Seventy-eight licensed and experienced drivers between the ages of 25 and 65 (M=44.0, SD=10.7) completed the study. Eligible participants were prescreened for previous experience with ACC, which included ownership of a vehicle with ACC, understanding the difference between ACC and standard cruise control, and experience using ACC.
The study took place at the National Advanced Driving Simulator at the University of Iowa. The simulator contained a full Toyota Camry cab and 360-degree wraparound display. The ACC implemented in the simulator was representative of currently available systems and incorporated realistic features of the ACC user interface.
Based on responses to the initial screening questionnaire, participants were placed in either the “strong” (N = 39) or “weak” (N = 39) mental model group. Both groups received introductory and basic training material regarding ACC during the session, such as how to turn on and adjust the system; however, only participants in the strong group received detailed information on the ACC’s function and limitations across various situations. An assessment of the quality of mental models in the two groups, administered before the experimental sessions, revealed clear and significant differences between the two groups (strong: 93% accuracy; weak: 66% accuracy). These results strongly corroborate the differences between the two groups in terms of their knowledge and understanding of the ACC system.

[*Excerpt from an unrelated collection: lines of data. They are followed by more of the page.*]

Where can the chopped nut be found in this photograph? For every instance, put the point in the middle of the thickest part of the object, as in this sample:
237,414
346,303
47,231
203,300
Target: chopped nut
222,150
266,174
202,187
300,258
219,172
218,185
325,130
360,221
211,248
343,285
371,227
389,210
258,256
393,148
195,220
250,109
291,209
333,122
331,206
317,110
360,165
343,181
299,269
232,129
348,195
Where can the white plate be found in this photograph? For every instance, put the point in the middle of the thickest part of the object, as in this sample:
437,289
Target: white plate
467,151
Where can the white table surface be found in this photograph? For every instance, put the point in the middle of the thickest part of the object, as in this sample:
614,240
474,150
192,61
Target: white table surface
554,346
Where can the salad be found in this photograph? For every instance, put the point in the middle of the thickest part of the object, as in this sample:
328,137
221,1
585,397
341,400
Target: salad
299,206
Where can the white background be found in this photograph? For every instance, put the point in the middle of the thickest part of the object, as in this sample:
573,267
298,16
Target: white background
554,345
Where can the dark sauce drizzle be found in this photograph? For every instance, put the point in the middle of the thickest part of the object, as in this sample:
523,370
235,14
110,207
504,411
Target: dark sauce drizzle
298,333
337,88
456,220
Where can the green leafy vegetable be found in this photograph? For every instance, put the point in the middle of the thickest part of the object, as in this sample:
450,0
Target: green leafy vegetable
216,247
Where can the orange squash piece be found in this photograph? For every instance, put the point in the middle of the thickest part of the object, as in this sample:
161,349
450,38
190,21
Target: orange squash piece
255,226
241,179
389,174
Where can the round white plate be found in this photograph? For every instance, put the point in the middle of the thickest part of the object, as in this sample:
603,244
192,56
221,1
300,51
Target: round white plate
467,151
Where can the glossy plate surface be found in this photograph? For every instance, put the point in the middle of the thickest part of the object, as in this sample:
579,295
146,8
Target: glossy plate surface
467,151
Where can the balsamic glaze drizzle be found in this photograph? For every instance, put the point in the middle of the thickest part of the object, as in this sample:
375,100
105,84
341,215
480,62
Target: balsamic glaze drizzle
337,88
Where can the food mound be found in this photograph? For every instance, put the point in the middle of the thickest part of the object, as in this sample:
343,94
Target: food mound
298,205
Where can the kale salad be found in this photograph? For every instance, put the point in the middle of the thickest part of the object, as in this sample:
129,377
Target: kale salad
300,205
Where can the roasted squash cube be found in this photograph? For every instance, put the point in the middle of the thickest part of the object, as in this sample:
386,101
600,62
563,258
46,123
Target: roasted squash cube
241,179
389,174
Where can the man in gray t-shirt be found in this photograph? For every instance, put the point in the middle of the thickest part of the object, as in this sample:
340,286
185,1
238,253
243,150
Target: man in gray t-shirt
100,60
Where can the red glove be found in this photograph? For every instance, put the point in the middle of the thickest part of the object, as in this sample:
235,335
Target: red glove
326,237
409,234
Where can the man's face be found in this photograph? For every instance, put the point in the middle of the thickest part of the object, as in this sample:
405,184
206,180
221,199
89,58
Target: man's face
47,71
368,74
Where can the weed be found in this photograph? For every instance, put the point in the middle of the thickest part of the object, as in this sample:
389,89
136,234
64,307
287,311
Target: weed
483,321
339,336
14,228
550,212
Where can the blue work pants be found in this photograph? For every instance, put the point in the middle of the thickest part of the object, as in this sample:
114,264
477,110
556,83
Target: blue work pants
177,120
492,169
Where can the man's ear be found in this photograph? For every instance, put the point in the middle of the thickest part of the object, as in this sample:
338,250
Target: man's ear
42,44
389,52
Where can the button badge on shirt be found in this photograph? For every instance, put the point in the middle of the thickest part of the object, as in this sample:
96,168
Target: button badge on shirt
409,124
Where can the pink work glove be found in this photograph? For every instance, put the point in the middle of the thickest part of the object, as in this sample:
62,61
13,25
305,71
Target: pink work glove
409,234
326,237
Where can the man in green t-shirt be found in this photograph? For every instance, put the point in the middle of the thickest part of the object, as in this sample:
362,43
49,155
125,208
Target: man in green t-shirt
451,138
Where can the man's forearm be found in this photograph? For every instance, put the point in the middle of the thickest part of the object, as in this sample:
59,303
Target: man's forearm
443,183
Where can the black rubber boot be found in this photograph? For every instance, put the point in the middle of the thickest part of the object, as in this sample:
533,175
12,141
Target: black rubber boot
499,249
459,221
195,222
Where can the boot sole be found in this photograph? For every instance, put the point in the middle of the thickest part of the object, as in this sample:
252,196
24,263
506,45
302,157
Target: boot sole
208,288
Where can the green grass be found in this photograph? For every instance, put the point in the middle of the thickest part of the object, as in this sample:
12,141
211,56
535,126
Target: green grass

During the experimental drives, participants interacted with and engaged the ACC based on their knowledge of the system and the experimenter instructions. The driving environments were designed to mimic the range of operational design domains for ACC. Specific safety-critical or edge-case events, representing situations that possibly exceeded the capability of the ACC system, were integrated into the drive to measure potential errors stemming from incorrect or incomplete mental models. These events included: a slow-moving vehicle ahead, a slow-moving motorcycle ahead, a work zone, a fast-moving merging vehicle, a slow-moving semi-truck, and an offset lead vehicle. For most of the edge-case scenarios there were 1-2 vehicles in the adjacent lane, making it more difficult for the participant to make a quick, evasive maneuver around the obstacle.